Published 15 January 2001

If you are looking for sleaze, forget Lord Hamlyn. Forget, also, Lord Sainsbury and the no doubt soon-to-be Lord (Christopher) Ondaatje. Their £2m apiece gifts to the Labour Party may not look good; but, under our present system, it is wholly inevitable that political parties are going to be dependent on some big donors, whether they be unions or billionaires. And Labour's big donors are much more decent people than the men who backed the Tories in the old days. Remember Asil Nadir?

No, if you are looking for unsavoury deals, for a real example of string-pulling, I'm afraid there is a much worse example. I refer you to a throwaway line in a column in last week's Sunday Business newspaper. The political editor, Andrew Porter, reported that Tony Blair has given an assurance to "a very key figure in the media whose opposition to the single currency is well known" that he won't use his honeymoon period after the (assumed) election victory to force through a referendum on the single currency. Well, who, I wonder, can this "very key figure" be? It isn't hard to guess. And I have undertaken some researches of my own. Yes, it is indeed Rupert Murdoch, a man whose business hostility to the EU - a body big enough to regulate his empire - is matched by ideological dislike of what he sees as the Brussels anti-enterprise "socialist" experiment.

The Prime Minister's promise is extraordinary, if he indeed used such phrases and didn't simply fool Murdoch - extraordinary because his whole policy of referendum timing, and therefore Britain's position on this hugely important issue, is publicly stated to hang, entirely and straightforwardly, on the Chancellor's five economic tests. We may all know, in our hearts, that politics always intervenes, that the five tests will never have a strict yes or no answer. But at least the public position was that Blair would decide, along with the Chancellor. Now we hear it is a matter being bartered about with a media baron.

I say barter. That assumes Murdoch has given something back. It is generally accepted that, in the general election media struggle between the parties, winning over the Sun and (to a lesser extent) the Times is the prize. And what do we find if we look at the Sun's editorial as the election campaign kicks off with a round of interviews and regional tours? It lavishes praise on Tony Blair. He and Gordon Brown, says the Sun, "rightly point out that they have improved our lot". Although the Sun still wants a "real radical agenda" for the second term, it helpfully makes clear that it doesn't see the Tories providing that.

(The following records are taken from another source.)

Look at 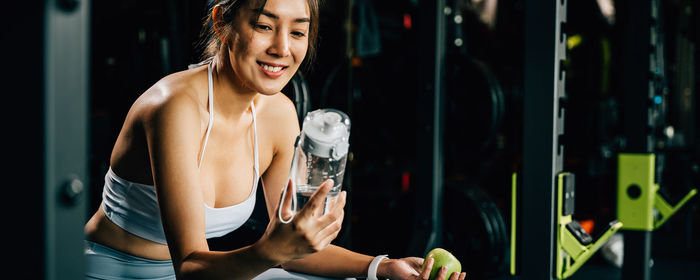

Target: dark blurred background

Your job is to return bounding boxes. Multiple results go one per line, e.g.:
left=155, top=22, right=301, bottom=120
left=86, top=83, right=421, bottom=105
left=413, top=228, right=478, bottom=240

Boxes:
left=2, top=0, right=700, bottom=279
left=90, top=0, right=700, bottom=277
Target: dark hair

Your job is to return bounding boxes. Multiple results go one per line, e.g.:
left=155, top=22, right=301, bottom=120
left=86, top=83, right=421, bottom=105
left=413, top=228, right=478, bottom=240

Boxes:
left=200, top=0, right=320, bottom=69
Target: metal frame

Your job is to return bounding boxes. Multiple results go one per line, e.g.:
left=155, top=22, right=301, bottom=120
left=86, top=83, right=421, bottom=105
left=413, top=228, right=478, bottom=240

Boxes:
left=619, top=0, right=658, bottom=280
left=517, top=0, right=566, bottom=280
left=43, top=0, right=90, bottom=279
left=408, top=0, right=446, bottom=256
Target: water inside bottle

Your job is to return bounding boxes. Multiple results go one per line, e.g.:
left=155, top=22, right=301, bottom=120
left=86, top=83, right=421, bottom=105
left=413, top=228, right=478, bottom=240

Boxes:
left=295, top=185, right=341, bottom=214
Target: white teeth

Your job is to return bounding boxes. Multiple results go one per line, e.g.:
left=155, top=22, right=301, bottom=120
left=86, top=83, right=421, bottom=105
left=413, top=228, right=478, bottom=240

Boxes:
left=260, top=64, right=282, bottom=72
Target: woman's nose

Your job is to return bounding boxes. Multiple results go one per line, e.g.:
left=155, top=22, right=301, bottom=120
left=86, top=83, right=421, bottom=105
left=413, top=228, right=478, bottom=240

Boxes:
left=267, top=32, right=291, bottom=57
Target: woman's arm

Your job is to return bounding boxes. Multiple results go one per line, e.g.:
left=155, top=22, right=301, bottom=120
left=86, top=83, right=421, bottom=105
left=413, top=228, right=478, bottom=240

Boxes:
left=144, top=91, right=286, bottom=279
left=143, top=93, right=340, bottom=279
left=263, top=98, right=464, bottom=280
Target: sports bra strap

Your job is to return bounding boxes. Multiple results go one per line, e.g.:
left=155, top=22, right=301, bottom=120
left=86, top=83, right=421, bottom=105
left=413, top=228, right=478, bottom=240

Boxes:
left=197, top=63, right=260, bottom=177
left=197, top=63, right=214, bottom=170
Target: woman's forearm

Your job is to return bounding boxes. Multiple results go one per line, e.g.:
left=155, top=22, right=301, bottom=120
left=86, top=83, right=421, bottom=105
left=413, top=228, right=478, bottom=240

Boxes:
left=282, top=245, right=373, bottom=278
left=177, top=243, right=283, bottom=279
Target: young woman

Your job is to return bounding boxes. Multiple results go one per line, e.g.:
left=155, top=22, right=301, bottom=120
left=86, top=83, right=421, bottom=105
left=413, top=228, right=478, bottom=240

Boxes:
left=85, top=0, right=465, bottom=279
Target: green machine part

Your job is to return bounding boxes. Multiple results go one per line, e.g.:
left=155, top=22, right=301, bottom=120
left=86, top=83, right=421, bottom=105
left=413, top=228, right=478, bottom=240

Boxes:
left=617, top=153, right=697, bottom=231
left=555, top=172, right=622, bottom=279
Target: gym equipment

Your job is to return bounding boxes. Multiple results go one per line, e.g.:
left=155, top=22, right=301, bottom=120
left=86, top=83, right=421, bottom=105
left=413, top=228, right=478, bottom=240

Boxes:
left=443, top=183, right=508, bottom=279
left=617, top=154, right=698, bottom=231
left=510, top=172, right=623, bottom=279
left=556, top=172, right=623, bottom=279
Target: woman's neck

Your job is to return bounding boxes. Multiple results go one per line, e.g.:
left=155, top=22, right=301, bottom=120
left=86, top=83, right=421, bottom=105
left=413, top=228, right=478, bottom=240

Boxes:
left=212, top=56, right=258, bottom=121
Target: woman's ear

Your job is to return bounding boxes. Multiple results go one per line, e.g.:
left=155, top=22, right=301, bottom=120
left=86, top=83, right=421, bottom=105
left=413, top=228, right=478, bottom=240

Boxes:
left=211, top=4, right=225, bottom=43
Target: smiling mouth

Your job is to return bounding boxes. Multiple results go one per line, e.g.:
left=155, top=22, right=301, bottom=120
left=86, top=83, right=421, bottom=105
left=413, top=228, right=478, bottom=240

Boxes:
left=258, top=61, right=289, bottom=73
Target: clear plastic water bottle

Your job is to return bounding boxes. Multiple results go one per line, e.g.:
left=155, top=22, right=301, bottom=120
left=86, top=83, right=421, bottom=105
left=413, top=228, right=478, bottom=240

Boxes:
left=280, top=109, right=350, bottom=221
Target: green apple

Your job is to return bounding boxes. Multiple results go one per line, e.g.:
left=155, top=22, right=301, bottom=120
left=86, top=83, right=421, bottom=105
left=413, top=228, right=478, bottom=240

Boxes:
left=423, top=248, right=462, bottom=280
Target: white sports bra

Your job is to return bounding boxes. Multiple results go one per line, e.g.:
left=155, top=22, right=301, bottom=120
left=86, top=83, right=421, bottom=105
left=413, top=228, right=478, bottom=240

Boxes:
left=102, top=64, right=260, bottom=244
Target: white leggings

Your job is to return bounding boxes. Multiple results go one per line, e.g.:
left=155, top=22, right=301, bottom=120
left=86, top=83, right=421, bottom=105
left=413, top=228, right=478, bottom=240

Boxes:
left=85, top=240, right=352, bottom=280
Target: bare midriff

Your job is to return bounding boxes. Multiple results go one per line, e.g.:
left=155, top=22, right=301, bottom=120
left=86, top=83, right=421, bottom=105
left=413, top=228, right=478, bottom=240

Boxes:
left=85, top=207, right=170, bottom=260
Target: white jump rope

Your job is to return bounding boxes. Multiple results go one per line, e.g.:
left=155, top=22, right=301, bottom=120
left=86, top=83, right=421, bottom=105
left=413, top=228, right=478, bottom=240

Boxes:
left=277, top=136, right=300, bottom=224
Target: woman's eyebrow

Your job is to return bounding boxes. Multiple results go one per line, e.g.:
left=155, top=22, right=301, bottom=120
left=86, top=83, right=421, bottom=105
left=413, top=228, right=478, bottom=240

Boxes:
left=253, top=9, right=311, bottom=23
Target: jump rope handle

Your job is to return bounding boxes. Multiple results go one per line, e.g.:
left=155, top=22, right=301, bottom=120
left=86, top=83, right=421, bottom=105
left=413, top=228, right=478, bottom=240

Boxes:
left=277, top=135, right=301, bottom=224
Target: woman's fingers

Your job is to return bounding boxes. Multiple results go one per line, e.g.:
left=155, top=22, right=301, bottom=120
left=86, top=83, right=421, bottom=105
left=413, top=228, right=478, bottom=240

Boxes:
left=435, top=266, right=447, bottom=280
left=419, top=258, right=435, bottom=280
left=299, top=179, right=333, bottom=217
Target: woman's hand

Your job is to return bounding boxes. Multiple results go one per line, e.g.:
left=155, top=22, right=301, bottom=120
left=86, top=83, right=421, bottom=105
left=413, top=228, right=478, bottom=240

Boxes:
left=377, top=257, right=467, bottom=280
left=256, top=180, right=346, bottom=264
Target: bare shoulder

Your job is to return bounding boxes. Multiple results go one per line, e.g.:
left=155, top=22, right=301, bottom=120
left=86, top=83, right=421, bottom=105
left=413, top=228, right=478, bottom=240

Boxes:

No, new Labour is given credit for delivering on the economy, in what, senior staff confirm, is the clearest possible sign that the party will again win the paper's endorsement at the general election.

Blair's coup emerged blinking into the daylight on the day that the PM was telling David Frost that the most important lesson he had learnt during his four years in government is that "you can't please all the people all of the time". Hooray to that, cheered Labour's old guard, thinking it was a sign that Blair was abandoning his courting of middle Britain and coming back home. The Guardian took it as clear evidence of an end to "the big tent philosophy".

But hang on a minute. Just who is really being thrown out of the tent? The fox-hunters, perhaps, the Daily Mail and the hard core of anti-Europeans who will always loathe new Labour. But I believe Blair is as determined as ever to keep Murdoch inside his flapping canvas. In private, Blair staunchly denies that he has been toadying up to the right-wing press, and appears puzzled that the left gets so upset about his regular meetings with Murdoch executives. He claims that it is only natural to talk to a wide variety of people to try to get his message across. Fine. But nothing in life comes for nothing, which he knows very well. Who you barter with, and how you barter, is also part of your record.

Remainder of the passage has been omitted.